Things are a little different in China. In contrast to the relatively rigid Hollywood industry, the Chinese film and television industry, as well as the public's attitude toward AI, appears more accepting and open-minded. In The Wandering Earth II, AI deepfake algorithms were used to make 49-year-old lead star Wu Jing appear in his 20s. The de-aging earned big applause from impressed Chinese moviegoers.

Some Chinese film experts and lawyers pointed out that the arrival of AI has indeed posed certain challenges for actors. Recently, some Chinese idols like Cai Xukun have seen their popularity decline after recent abortion allegations made against Cai. In the future, it is likely that some of these assembly-line-like stars and idols will be replaced by virtual avatars, just like today's virtual idols, that offer less risk, more stable commercial value and greater flexibility. 

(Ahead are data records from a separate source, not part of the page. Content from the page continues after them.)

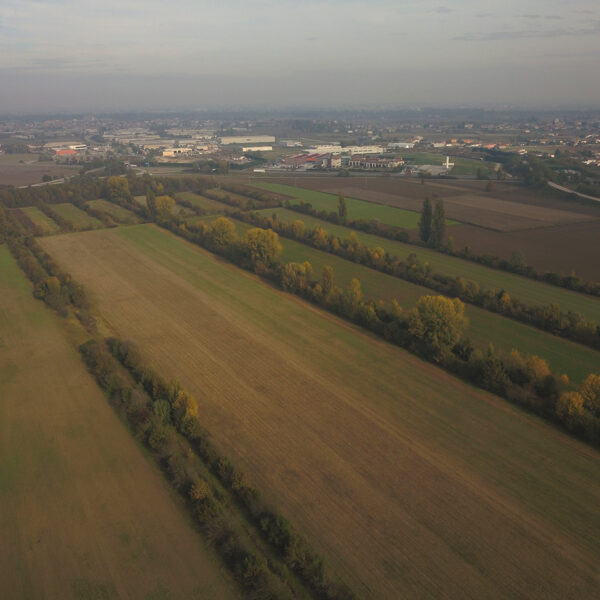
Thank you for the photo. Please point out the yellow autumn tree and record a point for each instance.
(569, 405)
(590, 392)
(437, 322)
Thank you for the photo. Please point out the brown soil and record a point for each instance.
(563, 249)
(18, 175)
(412, 483)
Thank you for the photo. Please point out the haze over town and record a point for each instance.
(68, 56)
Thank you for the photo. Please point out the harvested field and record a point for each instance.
(409, 188)
(24, 221)
(40, 220)
(207, 204)
(219, 194)
(563, 356)
(563, 249)
(83, 515)
(118, 213)
(527, 290)
(31, 171)
(79, 218)
(357, 209)
(412, 483)
(479, 210)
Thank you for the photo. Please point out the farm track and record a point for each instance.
(412, 483)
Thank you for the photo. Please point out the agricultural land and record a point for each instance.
(510, 218)
(83, 514)
(388, 464)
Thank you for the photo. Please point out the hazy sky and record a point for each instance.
(133, 54)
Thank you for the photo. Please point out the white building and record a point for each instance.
(248, 139)
(257, 148)
(174, 152)
(401, 145)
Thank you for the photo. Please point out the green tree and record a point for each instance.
(438, 323)
(118, 188)
(425, 221)
(342, 208)
(222, 233)
(164, 207)
(590, 392)
(438, 225)
(262, 245)
(298, 229)
(151, 204)
(327, 280)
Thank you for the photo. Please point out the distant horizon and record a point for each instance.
(138, 56)
(284, 111)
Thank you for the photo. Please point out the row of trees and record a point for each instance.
(172, 408)
(516, 264)
(432, 225)
(51, 284)
(549, 318)
(165, 418)
(434, 330)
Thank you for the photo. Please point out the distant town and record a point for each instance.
(411, 144)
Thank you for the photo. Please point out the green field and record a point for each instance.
(41, 220)
(357, 209)
(118, 213)
(207, 204)
(15, 159)
(79, 218)
(527, 290)
(83, 514)
(463, 167)
(564, 356)
(412, 483)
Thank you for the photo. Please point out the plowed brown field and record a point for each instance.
(412, 483)
(83, 515)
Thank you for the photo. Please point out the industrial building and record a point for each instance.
(249, 139)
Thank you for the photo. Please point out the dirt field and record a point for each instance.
(571, 246)
(208, 204)
(527, 290)
(83, 515)
(482, 209)
(412, 483)
(563, 249)
(13, 172)
(39, 219)
(79, 218)
(118, 213)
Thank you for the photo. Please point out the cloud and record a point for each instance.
(529, 34)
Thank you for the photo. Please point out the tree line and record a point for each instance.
(439, 337)
(80, 189)
(166, 418)
(516, 264)
(50, 283)
(549, 318)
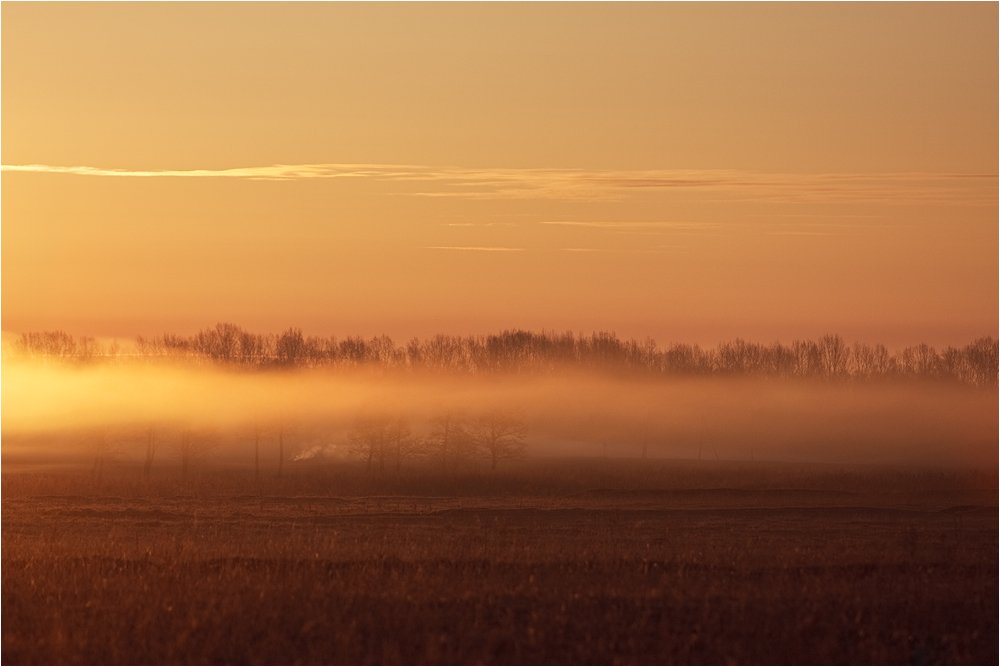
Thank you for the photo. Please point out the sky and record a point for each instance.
(688, 172)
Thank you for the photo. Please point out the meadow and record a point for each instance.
(547, 560)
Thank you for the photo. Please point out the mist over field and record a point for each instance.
(56, 413)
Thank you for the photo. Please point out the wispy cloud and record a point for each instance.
(478, 224)
(630, 225)
(584, 184)
(473, 248)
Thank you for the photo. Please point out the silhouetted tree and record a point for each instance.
(499, 434)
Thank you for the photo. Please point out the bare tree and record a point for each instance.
(147, 465)
(450, 442)
(368, 441)
(499, 434)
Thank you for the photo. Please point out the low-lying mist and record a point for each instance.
(71, 414)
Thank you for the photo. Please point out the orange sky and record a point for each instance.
(688, 172)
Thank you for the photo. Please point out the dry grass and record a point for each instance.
(557, 563)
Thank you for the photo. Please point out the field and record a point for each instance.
(562, 561)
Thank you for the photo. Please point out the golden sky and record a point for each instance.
(691, 172)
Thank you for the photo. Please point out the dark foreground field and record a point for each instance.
(561, 562)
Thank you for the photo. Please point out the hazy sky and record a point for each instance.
(688, 172)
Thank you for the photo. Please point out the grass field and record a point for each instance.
(561, 561)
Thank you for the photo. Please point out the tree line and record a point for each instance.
(384, 443)
(518, 351)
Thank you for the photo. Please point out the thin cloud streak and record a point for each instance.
(581, 184)
(473, 248)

Although specific policies have yet to be established, with technological advancements, actors with unique and irreplaceable acting skills will likely be retained, while supporting actors and extras with good looks but little in the way of acting ability or who merely perform in the background are the most likely candidates to be replaced by AI. 

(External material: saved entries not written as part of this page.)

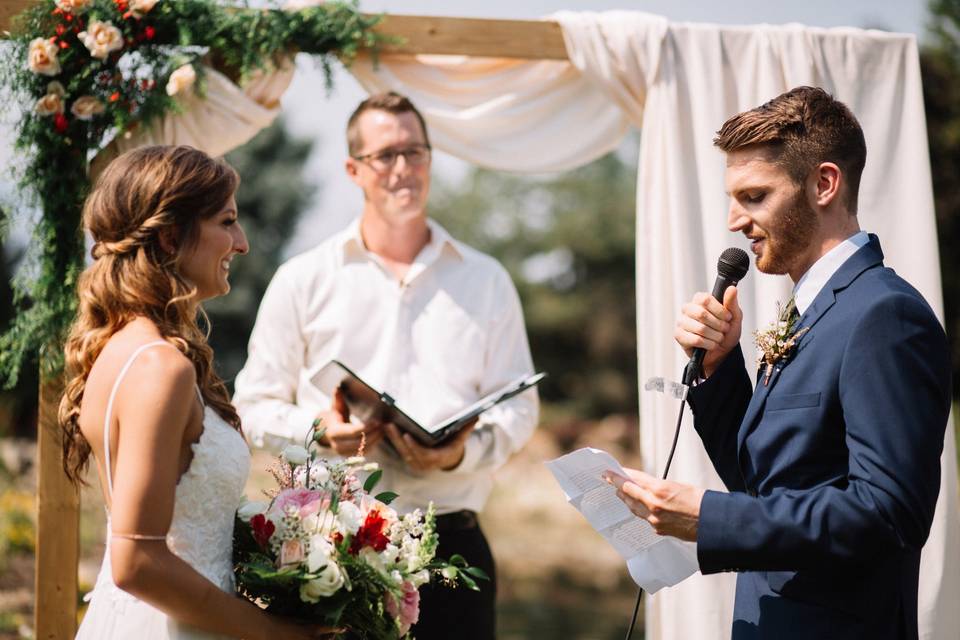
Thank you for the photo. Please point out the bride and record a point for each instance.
(143, 398)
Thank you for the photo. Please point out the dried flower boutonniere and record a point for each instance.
(777, 341)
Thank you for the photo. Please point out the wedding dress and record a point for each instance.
(201, 532)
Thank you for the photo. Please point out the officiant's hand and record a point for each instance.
(671, 508)
(420, 458)
(344, 436)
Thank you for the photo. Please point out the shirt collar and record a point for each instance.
(810, 284)
(352, 246)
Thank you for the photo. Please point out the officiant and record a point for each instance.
(418, 314)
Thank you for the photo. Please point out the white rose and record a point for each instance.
(349, 518)
(326, 584)
(52, 102)
(101, 38)
(42, 57)
(85, 107)
(181, 80)
(140, 7)
(249, 509)
(321, 552)
(420, 578)
(293, 453)
(73, 6)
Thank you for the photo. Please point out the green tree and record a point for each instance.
(568, 242)
(272, 194)
(940, 69)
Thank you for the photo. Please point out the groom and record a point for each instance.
(833, 460)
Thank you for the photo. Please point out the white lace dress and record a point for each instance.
(201, 532)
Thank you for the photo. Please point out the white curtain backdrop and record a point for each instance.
(677, 83)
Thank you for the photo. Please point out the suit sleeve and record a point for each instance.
(894, 391)
(719, 404)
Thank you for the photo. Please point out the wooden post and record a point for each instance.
(57, 500)
(58, 528)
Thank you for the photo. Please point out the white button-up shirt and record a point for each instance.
(446, 335)
(817, 276)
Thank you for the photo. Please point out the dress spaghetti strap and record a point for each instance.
(113, 394)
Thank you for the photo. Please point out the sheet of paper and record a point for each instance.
(653, 561)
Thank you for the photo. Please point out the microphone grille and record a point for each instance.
(733, 264)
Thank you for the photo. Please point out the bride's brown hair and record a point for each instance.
(143, 194)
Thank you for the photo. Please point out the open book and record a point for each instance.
(371, 405)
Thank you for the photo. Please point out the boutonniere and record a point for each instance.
(778, 341)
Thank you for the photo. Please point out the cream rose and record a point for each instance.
(326, 584)
(42, 57)
(52, 102)
(101, 38)
(73, 6)
(85, 107)
(141, 7)
(181, 80)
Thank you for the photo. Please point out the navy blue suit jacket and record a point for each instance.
(833, 467)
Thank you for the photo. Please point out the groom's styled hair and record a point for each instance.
(391, 102)
(802, 128)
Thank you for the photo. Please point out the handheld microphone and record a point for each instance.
(731, 268)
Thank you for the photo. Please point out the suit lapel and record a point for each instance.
(866, 257)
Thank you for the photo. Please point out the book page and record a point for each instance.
(654, 561)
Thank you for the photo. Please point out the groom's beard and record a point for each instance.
(788, 238)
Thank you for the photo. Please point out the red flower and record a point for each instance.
(371, 534)
(262, 529)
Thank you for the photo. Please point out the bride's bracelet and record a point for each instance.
(136, 536)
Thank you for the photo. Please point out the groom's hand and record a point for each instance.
(671, 508)
(705, 323)
(344, 436)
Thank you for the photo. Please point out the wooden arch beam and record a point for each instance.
(57, 554)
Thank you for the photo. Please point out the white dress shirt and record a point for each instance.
(446, 335)
(817, 276)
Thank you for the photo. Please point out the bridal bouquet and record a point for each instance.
(324, 548)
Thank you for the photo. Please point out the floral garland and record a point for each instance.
(83, 71)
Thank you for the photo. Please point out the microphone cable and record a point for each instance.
(666, 471)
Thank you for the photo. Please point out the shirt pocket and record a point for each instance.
(793, 401)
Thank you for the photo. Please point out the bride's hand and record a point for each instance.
(284, 629)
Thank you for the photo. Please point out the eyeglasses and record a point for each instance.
(415, 155)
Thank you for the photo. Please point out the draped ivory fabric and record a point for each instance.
(677, 83)
(224, 118)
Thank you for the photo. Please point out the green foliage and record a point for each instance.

Meanwhile, if AI is allowed to be used in the film production in the future, some new occupations may emerge like AI character creators who develop AI protagonists, and potentially develop some world-class superstars, as exemplified by the Avatar franchise, which is already exploring this path.

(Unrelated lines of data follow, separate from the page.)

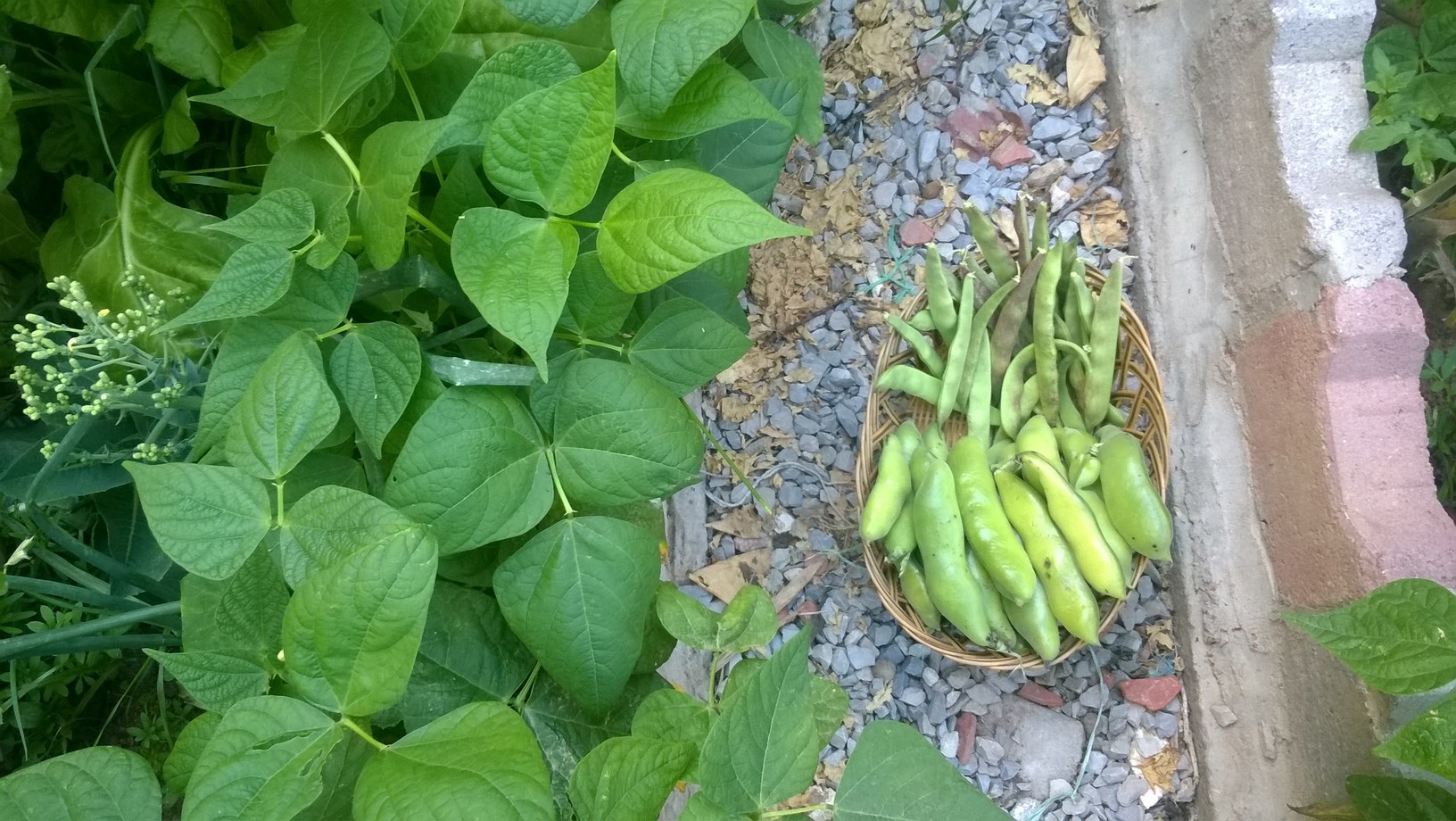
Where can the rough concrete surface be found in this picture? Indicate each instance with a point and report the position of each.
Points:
(1226, 255)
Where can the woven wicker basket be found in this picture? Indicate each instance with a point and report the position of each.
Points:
(1138, 390)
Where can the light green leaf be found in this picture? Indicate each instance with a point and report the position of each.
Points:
(191, 37)
(177, 772)
(716, 96)
(894, 775)
(357, 623)
(749, 620)
(550, 13)
(255, 277)
(287, 410)
(763, 747)
(628, 779)
(684, 345)
(281, 217)
(516, 271)
(338, 54)
(550, 145)
(478, 761)
(750, 154)
(781, 53)
(96, 784)
(376, 369)
(178, 129)
(663, 43)
(419, 28)
(207, 517)
(474, 469)
(567, 734)
(1401, 638)
(621, 437)
(389, 168)
(87, 20)
(507, 76)
(262, 763)
(318, 300)
(312, 166)
(578, 594)
(241, 615)
(674, 220)
(214, 678)
(594, 306)
(332, 523)
(1427, 742)
(467, 654)
(244, 347)
(1400, 800)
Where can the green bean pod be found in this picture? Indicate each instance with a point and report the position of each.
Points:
(1114, 539)
(1036, 437)
(910, 380)
(938, 293)
(990, 246)
(1107, 313)
(1006, 331)
(941, 539)
(921, 344)
(1013, 382)
(1044, 339)
(889, 495)
(990, 535)
(1002, 634)
(1036, 623)
(1068, 594)
(979, 399)
(1133, 502)
(914, 587)
(1094, 556)
(900, 540)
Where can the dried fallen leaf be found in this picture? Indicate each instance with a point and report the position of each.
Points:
(1041, 87)
(725, 578)
(1104, 225)
(1085, 67)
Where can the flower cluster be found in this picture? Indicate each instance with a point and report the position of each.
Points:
(103, 366)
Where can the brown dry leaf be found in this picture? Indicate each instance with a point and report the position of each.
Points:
(787, 283)
(725, 578)
(740, 523)
(1108, 140)
(1085, 67)
(1159, 769)
(1104, 225)
(1041, 87)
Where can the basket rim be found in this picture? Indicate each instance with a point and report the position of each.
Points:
(1146, 403)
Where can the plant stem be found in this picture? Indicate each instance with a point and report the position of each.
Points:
(348, 161)
(624, 157)
(428, 226)
(363, 733)
(555, 477)
(795, 811)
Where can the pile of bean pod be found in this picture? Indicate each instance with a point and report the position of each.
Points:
(1013, 532)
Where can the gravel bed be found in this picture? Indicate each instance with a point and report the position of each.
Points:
(889, 177)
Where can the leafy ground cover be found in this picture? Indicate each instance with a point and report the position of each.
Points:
(348, 364)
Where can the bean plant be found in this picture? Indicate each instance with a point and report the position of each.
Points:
(360, 389)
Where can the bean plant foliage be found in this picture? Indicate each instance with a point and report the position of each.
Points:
(366, 354)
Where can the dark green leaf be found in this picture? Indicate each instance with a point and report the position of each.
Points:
(578, 594)
(207, 517)
(621, 437)
(894, 775)
(474, 469)
(1401, 638)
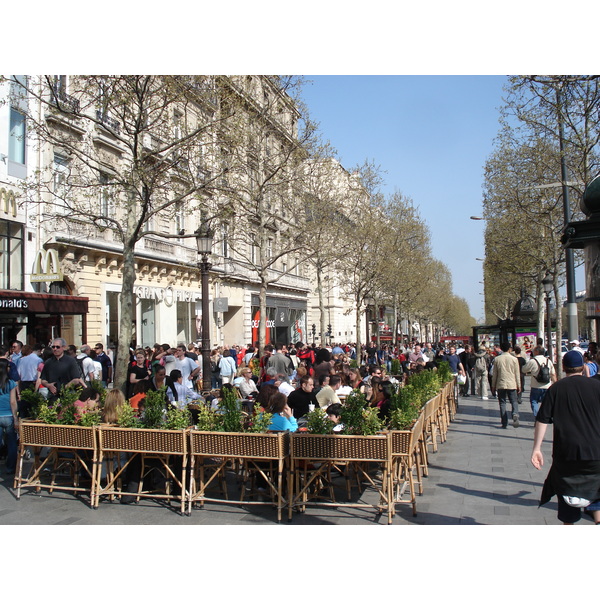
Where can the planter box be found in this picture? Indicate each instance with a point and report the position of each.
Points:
(72, 448)
(162, 445)
(263, 453)
(328, 451)
(36, 433)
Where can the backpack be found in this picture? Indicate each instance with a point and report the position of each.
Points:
(83, 375)
(543, 375)
(480, 365)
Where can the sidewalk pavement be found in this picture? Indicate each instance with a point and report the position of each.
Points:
(481, 475)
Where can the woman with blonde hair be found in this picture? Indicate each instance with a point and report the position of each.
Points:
(113, 401)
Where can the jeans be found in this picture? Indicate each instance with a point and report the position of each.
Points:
(482, 385)
(511, 396)
(535, 399)
(7, 426)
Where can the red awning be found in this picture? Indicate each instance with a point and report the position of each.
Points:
(28, 303)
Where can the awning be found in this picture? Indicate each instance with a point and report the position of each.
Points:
(30, 303)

As a pioneering domain for cutting-edge technology applications, the film industry must undergo this transformation. Organizations in the film industry like SAG-AFTRA should consider how to protect themselves within the context of this inevitable trend and refine the industry's development more delicately through the establishment of new laws.

However, current negotiations reveal significant discrepancies between the solutions proposed by the Alliance of Motion Picture and Television Producers and the demands put forth by SAG-AFTRA. SAG-AFTRA is now demanding the implementation of a comprehensive set of terms to safeguard human creativity and actors' rights. As prominent corporations create digital avatars of performers or utilize AI to alter their voices, appearance, or performances, actors demand informed consent and fair compensation.

Perhaps, finding a middle ground and mutual compromise is the key to effectively addressing the issue at hand. By collaboratively resolving these disparities, the industry can create a framework that balances technological advancement and the protection of human artistic expression and dignity.

The author is a Global Times reporter.